Financement de la Sécurité Sociale, la députée Lemorton évoque des vérités cachées

La députée de Toulouse spécialiste des questions de médecine et de sécurité sociale, Catherine Lemorton a sorti l’artillerie lourde contre la La Loi de Financement de la Sécurité Sociale pour 2009.

Le tour de passe passe du Gouvernement

Députée membre de la commissions des affaires sociales de l’Assemblée Nationale, Catherine Lemorton a longuement travaillé sur le texte présenté par le Gouvernement Fillon. Elle a tenu a évoquer ce qu’elle appelle “les vérités cachées de ce budget”

“Avec ce texte, le gouvernement met en pratique sa vision du  “travailler plus”, du  “taxer plus” mais surtout de  “l’anticiper moins” a précisé la députée de Toulouse. Et de décliner ses propos.

A « Travailler plus » la députée socialiste estime “qu’avec une retraite à 60 ans qui n’est plus que virtuelle avec la possibilité faite aux travailleurs de repousser leur départ à la retraite jusqu’à 70 ans. Avec cela, le gouvernement prépare l’opinion à un recul pur et simple de l’âge légal de départ en retraite“.
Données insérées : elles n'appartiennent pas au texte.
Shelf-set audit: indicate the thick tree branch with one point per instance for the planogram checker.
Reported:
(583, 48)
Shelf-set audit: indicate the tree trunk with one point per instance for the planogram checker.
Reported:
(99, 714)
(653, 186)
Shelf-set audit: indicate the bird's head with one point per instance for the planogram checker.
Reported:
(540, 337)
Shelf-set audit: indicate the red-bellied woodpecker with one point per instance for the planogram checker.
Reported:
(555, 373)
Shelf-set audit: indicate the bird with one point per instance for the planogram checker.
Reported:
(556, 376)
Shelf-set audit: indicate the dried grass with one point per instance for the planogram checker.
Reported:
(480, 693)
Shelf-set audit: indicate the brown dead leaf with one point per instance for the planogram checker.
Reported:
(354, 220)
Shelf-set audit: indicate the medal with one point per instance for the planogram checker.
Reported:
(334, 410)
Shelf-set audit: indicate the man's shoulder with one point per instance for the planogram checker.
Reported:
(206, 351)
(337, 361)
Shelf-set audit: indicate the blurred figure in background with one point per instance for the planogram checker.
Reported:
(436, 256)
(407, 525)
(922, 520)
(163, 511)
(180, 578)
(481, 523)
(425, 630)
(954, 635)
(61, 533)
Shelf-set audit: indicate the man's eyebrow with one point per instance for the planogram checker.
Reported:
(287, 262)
« Taxer plus » équivaut à “une hausse des taxes sur les Complémentaires santé qui se répercutera in fine sur les cotisants, évitant ainsi au gouvernement d’avoir à assumer une hausse des prélèvements sociaux.” précise Catherine Lemorton qui enfonce le clou en remarquant “que tous ne sont pas traités à la même enseigne puisque les détenteurs de stock-options échappent, eux, aux cotisations sociales.”
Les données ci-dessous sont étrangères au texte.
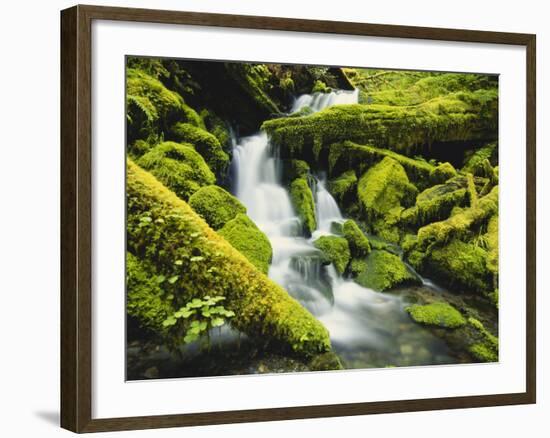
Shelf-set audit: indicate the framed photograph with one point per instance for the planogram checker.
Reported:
(268, 218)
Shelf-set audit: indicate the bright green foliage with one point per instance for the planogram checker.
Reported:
(254, 80)
(348, 155)
(320, 87)
(438, 314)
(460, 116)
(215, 205)
(436, 203)
(460, 224)
(336, 249)
(358, 243)
(485, 348)
(196, 261)
(344, 188)
(151, 108)
(326, 362)
(475, 162)
(199, 316)
(442, 173)
(246, 237)
(148, 298)
(303, 202)
(179, 167)
(460, 264)
(383, 192)
(205, 144)
(385, 271)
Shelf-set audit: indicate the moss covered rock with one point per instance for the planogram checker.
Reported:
(215, 205)
(303, 202)
(178, 166)
(385, 271)
(246, 237)
(358, 243)
(205, 144)
(152, 108)
(336, 249)
(195, 261)
(437, 314)
(383, 193)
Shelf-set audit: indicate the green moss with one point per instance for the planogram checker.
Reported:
(303, 202)
(461, 116)
(436, 203)
(179, 167)
(246, 237)
(460, 264)
(344, 188)
(151, 108)
(146, 300)
(459, 224)
(215, 205)
(385, 271)
(442, 173)
(205, 144)
(438, 314)
(320, 87)
(336, 249)
(383, 191)
(358, 242)
(163, 230)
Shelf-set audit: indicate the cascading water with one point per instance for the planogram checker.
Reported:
(367, 328)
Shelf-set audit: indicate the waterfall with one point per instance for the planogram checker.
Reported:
(364, 325)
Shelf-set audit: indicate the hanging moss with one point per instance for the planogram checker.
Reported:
(436, 203)
(215, 205)
(383, 192)
(459, 224)
(438, 314)
(336, 249)
(385, 271)
(163, 230)
(460, 264)
(442, 173)
(205, 144)
(151, 108)
(358, 242)
(179, 167)
(302, 199)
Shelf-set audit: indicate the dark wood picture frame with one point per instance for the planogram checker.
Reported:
(76, 217)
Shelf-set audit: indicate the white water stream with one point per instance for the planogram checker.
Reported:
(367, 328)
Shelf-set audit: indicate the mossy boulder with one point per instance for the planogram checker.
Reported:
(442, 173)
(436, 203)
(195, 261)
(246, 237)
(152, 108)
(336, 249)
(383, 193)
(437, 314)
(460, 264)
(216, 205)
(344, 188)
(178, 166)
(385, 271)
(358, 243)
(205, 144)
(303, 202)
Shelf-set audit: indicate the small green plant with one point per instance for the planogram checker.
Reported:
(200, 315)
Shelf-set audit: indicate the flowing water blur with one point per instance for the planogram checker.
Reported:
(367, 328)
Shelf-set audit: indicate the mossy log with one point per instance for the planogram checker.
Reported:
(163, 230)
La députée du centre de Toulouse parle enfin d’une opération de passe passe de la part du gouvernement  “qui opacifie la réalité des dettes des différentes caisses, en transférant par exemple la dette sociale vers la Cades, et qui base l’ensemble de son raisonnement budgétaire sur une croissance de 1%, alors que tous les économistes s’accordent sur une croissance ne dépassant pas 0,5 points.